5. The cost of rent is not going down, but house prices are. The cost of buying a house has gone down in most of the U.S., in some areas more dramatically than ever. This drop in price has not affected rent prices, which have remained fairly solid. According to a report from John Burns Real Estate Consulting in Irvine, California, which surveyed 50 percent of the 76 main area markets in the country, the average person can buy a house for less than they could rent one.
6. Solid investment. In this tenuous market of shaky hedge funds and bankrupt financial institutions, it's good to have an investment that you can feel relatively safe with. Every dollar you pay against your principle goes back in your own pocket when you finally sell, and with some extra added profit to boot.

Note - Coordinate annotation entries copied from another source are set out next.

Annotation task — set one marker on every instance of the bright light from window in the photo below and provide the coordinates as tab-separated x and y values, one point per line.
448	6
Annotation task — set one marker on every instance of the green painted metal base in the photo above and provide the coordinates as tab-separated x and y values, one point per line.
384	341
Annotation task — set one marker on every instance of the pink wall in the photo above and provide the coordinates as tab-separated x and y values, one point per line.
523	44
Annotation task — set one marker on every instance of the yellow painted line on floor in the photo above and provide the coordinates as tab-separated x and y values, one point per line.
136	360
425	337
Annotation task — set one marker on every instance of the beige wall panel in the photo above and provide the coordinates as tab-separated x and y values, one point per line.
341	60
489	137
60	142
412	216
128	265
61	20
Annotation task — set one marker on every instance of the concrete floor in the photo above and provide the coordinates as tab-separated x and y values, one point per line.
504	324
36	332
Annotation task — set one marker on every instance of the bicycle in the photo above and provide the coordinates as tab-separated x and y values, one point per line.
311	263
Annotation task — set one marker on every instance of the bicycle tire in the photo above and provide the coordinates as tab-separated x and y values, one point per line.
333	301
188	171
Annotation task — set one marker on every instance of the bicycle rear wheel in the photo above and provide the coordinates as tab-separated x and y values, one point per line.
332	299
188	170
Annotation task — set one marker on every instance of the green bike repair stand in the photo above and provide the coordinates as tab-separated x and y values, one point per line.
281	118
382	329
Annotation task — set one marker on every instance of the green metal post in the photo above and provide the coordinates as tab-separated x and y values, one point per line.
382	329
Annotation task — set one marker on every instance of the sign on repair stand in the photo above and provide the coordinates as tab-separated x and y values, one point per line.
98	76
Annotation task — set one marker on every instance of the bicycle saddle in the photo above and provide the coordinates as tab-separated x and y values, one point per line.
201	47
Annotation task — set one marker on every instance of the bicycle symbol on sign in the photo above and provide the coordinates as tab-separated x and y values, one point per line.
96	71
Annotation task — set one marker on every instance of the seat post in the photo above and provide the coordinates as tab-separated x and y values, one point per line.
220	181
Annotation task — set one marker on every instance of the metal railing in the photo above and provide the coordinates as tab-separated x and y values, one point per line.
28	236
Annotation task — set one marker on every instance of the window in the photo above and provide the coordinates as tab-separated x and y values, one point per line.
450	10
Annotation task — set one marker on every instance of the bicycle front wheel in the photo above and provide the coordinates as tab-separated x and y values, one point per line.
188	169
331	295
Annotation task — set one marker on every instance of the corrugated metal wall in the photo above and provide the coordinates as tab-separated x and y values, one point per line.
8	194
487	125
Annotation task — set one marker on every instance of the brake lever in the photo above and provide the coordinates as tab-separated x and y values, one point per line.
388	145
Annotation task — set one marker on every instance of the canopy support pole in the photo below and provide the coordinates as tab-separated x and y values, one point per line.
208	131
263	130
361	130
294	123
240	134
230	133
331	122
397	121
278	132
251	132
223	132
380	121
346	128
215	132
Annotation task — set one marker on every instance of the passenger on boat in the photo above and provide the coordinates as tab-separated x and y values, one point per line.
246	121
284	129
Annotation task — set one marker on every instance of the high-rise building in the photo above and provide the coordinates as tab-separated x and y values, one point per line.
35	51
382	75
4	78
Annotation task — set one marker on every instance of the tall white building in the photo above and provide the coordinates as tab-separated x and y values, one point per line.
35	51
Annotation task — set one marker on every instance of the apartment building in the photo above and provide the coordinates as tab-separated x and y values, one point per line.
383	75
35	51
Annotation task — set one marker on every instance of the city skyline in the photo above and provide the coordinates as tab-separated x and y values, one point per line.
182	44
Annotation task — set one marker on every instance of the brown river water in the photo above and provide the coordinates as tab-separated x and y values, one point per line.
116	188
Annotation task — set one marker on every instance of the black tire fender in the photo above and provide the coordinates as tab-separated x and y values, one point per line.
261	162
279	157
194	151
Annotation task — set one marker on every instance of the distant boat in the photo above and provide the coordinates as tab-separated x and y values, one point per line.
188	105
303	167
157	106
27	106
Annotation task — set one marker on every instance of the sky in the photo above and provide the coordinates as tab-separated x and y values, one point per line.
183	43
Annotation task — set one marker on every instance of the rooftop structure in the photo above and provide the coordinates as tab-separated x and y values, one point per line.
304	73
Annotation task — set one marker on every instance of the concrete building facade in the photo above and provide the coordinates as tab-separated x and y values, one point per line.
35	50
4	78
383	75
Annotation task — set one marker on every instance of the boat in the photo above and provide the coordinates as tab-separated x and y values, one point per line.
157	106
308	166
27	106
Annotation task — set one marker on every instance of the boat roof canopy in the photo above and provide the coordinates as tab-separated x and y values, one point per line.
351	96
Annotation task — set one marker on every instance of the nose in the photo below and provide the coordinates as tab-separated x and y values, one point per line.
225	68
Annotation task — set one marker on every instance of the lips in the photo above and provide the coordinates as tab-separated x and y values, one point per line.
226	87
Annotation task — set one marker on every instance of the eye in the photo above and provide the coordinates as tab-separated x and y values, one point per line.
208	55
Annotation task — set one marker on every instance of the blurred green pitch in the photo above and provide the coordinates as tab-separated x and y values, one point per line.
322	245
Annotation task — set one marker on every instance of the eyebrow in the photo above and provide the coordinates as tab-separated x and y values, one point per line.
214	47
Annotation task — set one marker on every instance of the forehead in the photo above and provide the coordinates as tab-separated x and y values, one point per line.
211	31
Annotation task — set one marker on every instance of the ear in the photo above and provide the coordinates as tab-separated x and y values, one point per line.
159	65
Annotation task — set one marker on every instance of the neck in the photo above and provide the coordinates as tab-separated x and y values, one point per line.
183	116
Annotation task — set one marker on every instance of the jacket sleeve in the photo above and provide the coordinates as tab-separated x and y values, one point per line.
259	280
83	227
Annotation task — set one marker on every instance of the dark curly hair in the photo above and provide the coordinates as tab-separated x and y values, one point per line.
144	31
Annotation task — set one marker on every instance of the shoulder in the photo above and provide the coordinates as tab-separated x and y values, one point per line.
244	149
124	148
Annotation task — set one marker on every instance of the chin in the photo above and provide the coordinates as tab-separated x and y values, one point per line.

7. More House for Your Money. With the combined lower prices and record low interest rates, a new buyer can start out with far more house than they could have if they had entered the market four years ago.
8. Today's Built in Safety Features. Some states, such as California are trying to make it easier for people to invest in a home. The California Association of Realtors have introduced the Housing Affordability Fund's Mortgage Protection Program. For a house purchased in 2009, if a homeowner is unable to make their payments, the fund will cover up to $1,500/month for six months.